Pourtant, l’inaptitude du salarié emporte l’application d’un régime protecteur qui oblige, notamment, l’employeur à rechercher (sauf exception) un poste de reclassement, ainsi qu’à payer une indemnité de licenciement doublée en cas de licenciement pour inaptitude d’origine professionnelle.
En admettant la possibilité de la conclusion d’une rupture conventionnelle, la Chambre sociale minimise ainsi le régime protecteur de l’inaptitude.
En l’absence de réponse claire de la Cour de cassation sur le sujet, les auteurs sont partagés quant à l’obligation, en cas de rupture conventionnelle avec un salarié inapte, de verser une indemnité au moins égale à l’indemnité spéciale de licenciement, prévue par l’article 1226-14 du Code du travail.
Le versement de l’indemnité doublée est toutefois conseillé, en l’absence de décision de la Cour de cassation, sous peine de voir le salarié invoqué un vice du consentement du fait d’une potentielle manœuvre dolosive de l’employeur voulant échapper aux règles protectrices.
A défaut de verser l’indemnité doublée, il semblerait nécessaire, a minima, que l’employeur informe le salarié de ce droit afin que ce dernier prenne sa décision en toute connaissance de cause.
Enfin, le salarié, du fait de son inaptitude, pourrait user de son état de santé pour alléguer une absence de consentement ou un consentement vicié.
La prudence parait donc de mise !
Dans le même sens, une convention de rupture peut être conclue dans un contexte de harcèlement moral. Elle ne pourra être annulée que si le salarié rapporte la preuve que le contexte a vicié son consentement7.
Ainsi, la Cour de cassation maintient sa position ferme selon laquelle seule la preuve d’une fraude ou d’un vice du consentement peut conduire à l’annulation de la rupture conventionnelle.
Au-delà de cette appréciation jurisprudentielle très libéralisée de la rupture conventionnelle, la Cour de cassation s’attache à définir les règles de procédures substantielles qui entraine, de facto, la nullité de la Convention de rupture.
UN MODE DE RUPTURE LIBERALISE MAIS ENCADRE
Quelques dispositions procédurales qui semblent essentielles, à la fois à l’administration pour homologuer la convention de rupture mais également à la Chambre sociale de la Cour de cassation pour en assurer la validité.

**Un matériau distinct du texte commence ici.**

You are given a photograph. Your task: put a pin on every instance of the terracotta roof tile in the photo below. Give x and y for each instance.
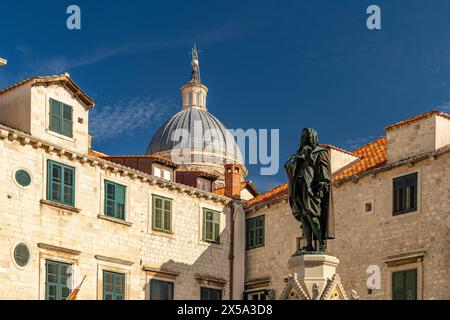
(58, 78)
(275, 193)
(94, 153)
(245, 184)
(151, 156)
(418, 117)
(371, 156)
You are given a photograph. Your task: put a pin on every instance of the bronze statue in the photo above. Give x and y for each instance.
(310, 191)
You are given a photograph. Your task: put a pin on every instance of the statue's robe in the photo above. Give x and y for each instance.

Le respect du délai de rétractation
Pour rappel, en application de l’article L. 1237-13 du Code du travail, à compter de la date de signature de la convention de rupture, s’ouvre un délai de rétractation de 15 jours calendaires pour les deux parties.

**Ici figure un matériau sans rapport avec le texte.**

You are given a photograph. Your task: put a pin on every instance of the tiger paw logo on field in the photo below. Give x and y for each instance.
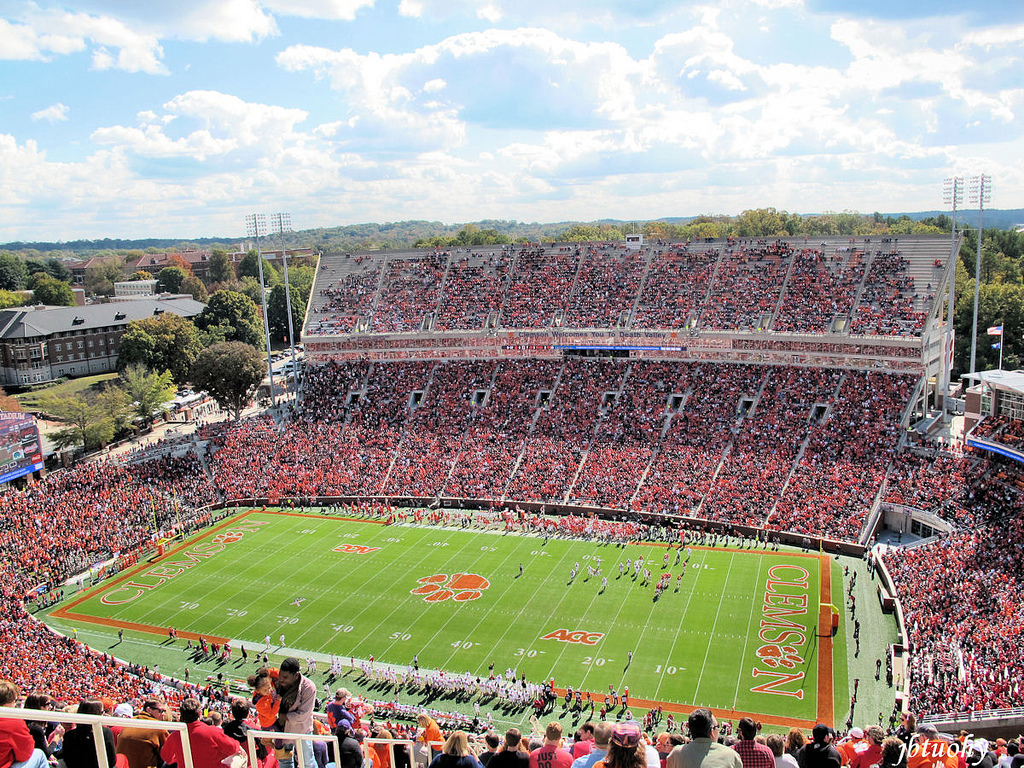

Le respect du délai de rétractation, semble être, pour la Cour de cassation, la règle procédurale majeure de la rupture conventionnelle. En effet, c’est ce dernier qui permet d’assurer le consentement libre et éclairé du salarié.
Pour la jurisprudence, ce droit est une garantie fondamentale (contrairement à l’assistance lors de l’entretien, comme évoqué précédemment). Cela permet en effet d’assurer la liberté de consentement des parties.
Ainsi, si le délai de rétractation n’est pas respecté, la rupture conventionnelle est nulle8. La convention de rupture ne peut être adressée à l’administration que le lendemain de la date de fin du délai de rétractation, il s’agit d’une formalité substantielle.
Dès lors, en principe, l’administration ne peut homologuer une convention de rupture si elle lui est adressée avant la fin du délai de rétractation. Si elle a malgré tout été homologuée, le salarié peut en demander l’annulation devant le juge, sans avoir à démontrer l’existence d’un vice du consentement.
En revanche, une erreur de décompte du délai dans la convention n’affectera pas forcément sa validité. L’erreur ne pourra entrainer l’annulation que si elle a eu pour effet de vicier le consentement de l’une des parties ou de la priver de la possibilité d’exercer son droit à rétractation9.
Ainsi, peu importe que la date de fin du délai de rétractation soit erronée, la convention demeure valable si, dans les faits, les parties ont bien bénéficié d’un délai de rétractation de 15 jours.
La Cour de cassation a précisé que c’est à la date d’envoi du courrier de rétractation que s’apprécie la fin du délai10. Dès lors la rétraction peut être envoyée le dernier jour du délai de rétractation.
L’employeur devra également être vigilant à mentionner la date de signature de la convention11. En effet, la Chambre sociale estime que la Convention de rupture est nulle si elle ne mentionne pas la date de sa signature. En effet, l’absence d’une telle mention ne permet pas de déterminer le point de départ du délai de rétractation.
Il faut par ailleurs impérativement remettre un exemplaire de la convention au salarié12 une fois celle-ci signée.
En effet, lorsque l’employeur ne remet pas au salarié l’exemplaire qui lui était destiné, la convention de rupture doit être annulée. Pour la Cour de cassation, le salarié doit être en possession de son exemplaire pour en demander l’homologation (même si l’employeur peut s’en charger), et pour exercer son droit à rétractation en toute connaissance de cause.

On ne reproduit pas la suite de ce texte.